Ordinary Time Earnings
The first carve out that can inadvertently cause an employer to pay the wrong superannuation guarantee contribution is around ordinary time earnings.
For most workers, the employee is obligated to pay 9.5 per cent of the workers ordinary time earnings (OTE). Which is not their total earnings. OTE refers to the amount the employee earns for their ordinary hours of work.
Now you may say that working out someone’s ordinary hours of work is simple. Well it is not!
Let’s take the example of Sally who runs several retail shops across Australia with her head office in Sydney. On Sunday, she employees two casuals. First is Mark who works in one of the retail stores. The second is Ayla who works in head office doing accounts work.
Any hours worked on the Sunday between 9am and 6pm are considered to be ordinary hours for Mark who is employed under the General Retail Industry Award. But for Ayla, who should be employed under the Clerks – Private Sector Award, any hours worked on a Sunday are not considered to be ordinary hours (as decided by the High Court).
Let’s look at the example of Carlos who runs a smash repair business. Josephine in the office works an hour of overtime about twice a month. But Manny in the workshop regularly works an hour of about every second day.
Typically overtime hours are not treated as ordinary hours. But as Bluescope Steel found out in the Federal Court, that is not always the case. If the employees’ overtime, becomes so regular and normal, these overtime hours could become ‘ordinary hours’ of work. So how does Carlos determine whether Josephine or Manny’s overtime has become normal and included as ordinary hours of work?
And there are lots more examples that cause confusion with the employer and employee.
The $450 monthly income threshold
The second carve out that can inadvertently cause an employer to pay the wrong superannuation guarantee contribution is around the $450 monthly income threshold. Under this threshold, if you earn less than $450 a month, the employer has no obligation to pay the 9.5 per cent superannuation guarantee contribution on these earnings.
Now if you are paid monthly, then this threshold is not a problem.

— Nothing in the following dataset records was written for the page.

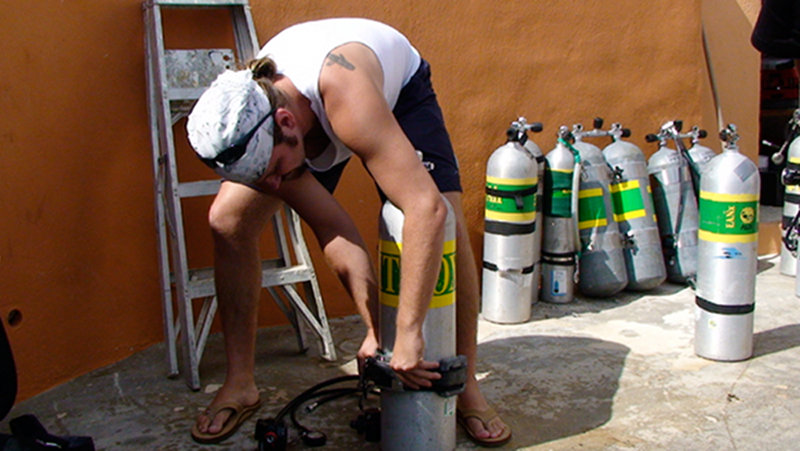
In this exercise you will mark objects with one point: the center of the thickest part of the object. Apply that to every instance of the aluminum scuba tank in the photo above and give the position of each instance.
(634, 212)
(417, 419)
(602, 263)
(510, 250)
(559, 238)
(727, 254)
(534, 150)
(699, 154)
(676, 206)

But what if you are not paid monthly.
Let’s take the example of Riya who earns $100 a week. For most months there is four weekly pay runs so Riya is not entitled to any superannuation. But in some months there are five weekly pay runs. And in those months Riya is entitled to superannuation. For the first four pay periods Riya is not yet entitled to any superannuation. In the last pay period, Riya is now entitled to superannuation, but not 9.5 per cent of $100, but 9.5 per cent of $500.

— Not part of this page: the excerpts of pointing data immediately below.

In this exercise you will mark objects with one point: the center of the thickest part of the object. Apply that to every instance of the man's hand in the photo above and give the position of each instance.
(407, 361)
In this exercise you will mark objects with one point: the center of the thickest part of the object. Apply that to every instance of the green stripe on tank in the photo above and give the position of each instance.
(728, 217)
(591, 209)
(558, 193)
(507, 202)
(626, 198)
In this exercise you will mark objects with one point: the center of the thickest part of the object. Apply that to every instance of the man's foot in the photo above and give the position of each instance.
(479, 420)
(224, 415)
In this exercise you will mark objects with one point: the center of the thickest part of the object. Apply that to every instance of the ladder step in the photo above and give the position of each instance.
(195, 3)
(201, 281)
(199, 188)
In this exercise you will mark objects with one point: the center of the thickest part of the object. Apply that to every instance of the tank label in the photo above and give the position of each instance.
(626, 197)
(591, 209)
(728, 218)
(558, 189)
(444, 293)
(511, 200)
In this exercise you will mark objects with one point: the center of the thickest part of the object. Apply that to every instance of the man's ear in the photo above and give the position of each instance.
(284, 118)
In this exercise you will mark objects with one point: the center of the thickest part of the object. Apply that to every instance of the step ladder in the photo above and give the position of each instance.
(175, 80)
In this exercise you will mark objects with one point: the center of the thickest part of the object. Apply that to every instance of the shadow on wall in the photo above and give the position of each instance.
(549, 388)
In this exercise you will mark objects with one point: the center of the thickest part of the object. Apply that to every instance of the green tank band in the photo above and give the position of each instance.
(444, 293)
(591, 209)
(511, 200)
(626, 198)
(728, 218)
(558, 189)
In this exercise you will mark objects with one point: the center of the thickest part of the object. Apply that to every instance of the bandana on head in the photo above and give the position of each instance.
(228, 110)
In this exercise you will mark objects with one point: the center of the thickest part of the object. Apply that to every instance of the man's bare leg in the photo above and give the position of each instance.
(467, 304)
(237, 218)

How many business owners would get this correct? And how many employees would know if they got the right superannuation?
Now I understand that this threshold was introduced back when business wrote cheques to pay superannuation (often one cheque per employee) and this was to reduce the administrative burden of writing a lot off small cheques. But today it is all electronic and it takes no more effort to make a $2,000 payment than an extra $20 payment.
Eliminate the Confusion – Remove the Carve outs
These carve outs cause confusion. The various court decisions on superannuation guarantee contributions cause confusion as the employer does not know if they apply to them.

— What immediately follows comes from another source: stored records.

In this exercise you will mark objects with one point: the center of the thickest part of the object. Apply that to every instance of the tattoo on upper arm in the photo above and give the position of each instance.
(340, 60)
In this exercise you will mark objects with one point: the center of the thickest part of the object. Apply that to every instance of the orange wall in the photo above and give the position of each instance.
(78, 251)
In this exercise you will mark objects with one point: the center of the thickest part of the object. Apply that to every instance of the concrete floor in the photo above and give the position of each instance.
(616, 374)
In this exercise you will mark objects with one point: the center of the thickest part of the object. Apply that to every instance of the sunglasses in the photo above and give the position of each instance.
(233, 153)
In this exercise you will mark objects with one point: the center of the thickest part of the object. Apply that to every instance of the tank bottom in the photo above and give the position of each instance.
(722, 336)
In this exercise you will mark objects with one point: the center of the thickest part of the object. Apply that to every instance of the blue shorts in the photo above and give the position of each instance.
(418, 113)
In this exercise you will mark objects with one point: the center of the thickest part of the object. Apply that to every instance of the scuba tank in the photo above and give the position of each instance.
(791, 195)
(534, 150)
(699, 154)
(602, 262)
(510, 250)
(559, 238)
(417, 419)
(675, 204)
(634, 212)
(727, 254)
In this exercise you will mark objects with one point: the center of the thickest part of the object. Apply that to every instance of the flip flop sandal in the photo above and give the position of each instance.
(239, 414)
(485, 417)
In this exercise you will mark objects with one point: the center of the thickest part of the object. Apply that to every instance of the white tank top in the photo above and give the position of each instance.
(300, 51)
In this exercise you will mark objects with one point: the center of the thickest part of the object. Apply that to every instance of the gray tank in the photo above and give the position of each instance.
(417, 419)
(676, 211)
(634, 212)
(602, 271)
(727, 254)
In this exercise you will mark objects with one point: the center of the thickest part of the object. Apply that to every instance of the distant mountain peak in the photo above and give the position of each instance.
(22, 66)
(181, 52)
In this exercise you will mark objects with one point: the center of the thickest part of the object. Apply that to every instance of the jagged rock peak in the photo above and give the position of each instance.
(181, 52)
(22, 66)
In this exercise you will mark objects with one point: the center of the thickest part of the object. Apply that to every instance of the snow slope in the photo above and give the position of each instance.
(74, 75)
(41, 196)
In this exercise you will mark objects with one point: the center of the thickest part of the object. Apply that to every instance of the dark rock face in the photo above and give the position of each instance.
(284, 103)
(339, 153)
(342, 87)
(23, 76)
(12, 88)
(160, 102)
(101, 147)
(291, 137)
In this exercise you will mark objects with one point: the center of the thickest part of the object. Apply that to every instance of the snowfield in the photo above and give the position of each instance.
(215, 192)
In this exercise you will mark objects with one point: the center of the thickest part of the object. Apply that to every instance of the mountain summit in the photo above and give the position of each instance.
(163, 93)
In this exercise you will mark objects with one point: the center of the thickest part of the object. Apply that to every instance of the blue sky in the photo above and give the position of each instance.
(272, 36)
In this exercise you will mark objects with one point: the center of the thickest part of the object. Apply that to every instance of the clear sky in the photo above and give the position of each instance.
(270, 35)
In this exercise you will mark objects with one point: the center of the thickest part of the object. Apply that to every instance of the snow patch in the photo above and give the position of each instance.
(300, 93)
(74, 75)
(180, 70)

And as a result, as I have seen many times, neither the employer or employee know the correct amount of superannuation guarantee contribution for each pay period.
Hence why I say it’s time to remove some of the complexity around the calculation of superannuation guarantee contributions. It would be far simpler that any payment made to the employee which is subject to pay as you go income tax (their gross pay for that pay period) is included in the calculation to determine how much superannuation guarantee contributions are to be made. Irrespective of how the employee earned it. And there is no minimum threshold.
If the gross pay for the employee was $500 that week, irrespective of what makes up that pay, the employee’s superannuation guarantee contribution is $47.50 for that week.
If the gross pay for the employee was $4,000 that month, irrespective of what makes up that pay, the employee’s superannuation guarantee contribution is $380 for that month.
This would make it simpler for employers as there is no need to double check how each payment is classified. They could also double check their superannuation obligations quickly by ensuring it is 9.5 per cent of gross payroll payments.
And it is simpler for employees. The superannuation on their pay slip should just be 9.5 per cent of their gross pay. If not – they know the employer has made a mistake and they can challenge this.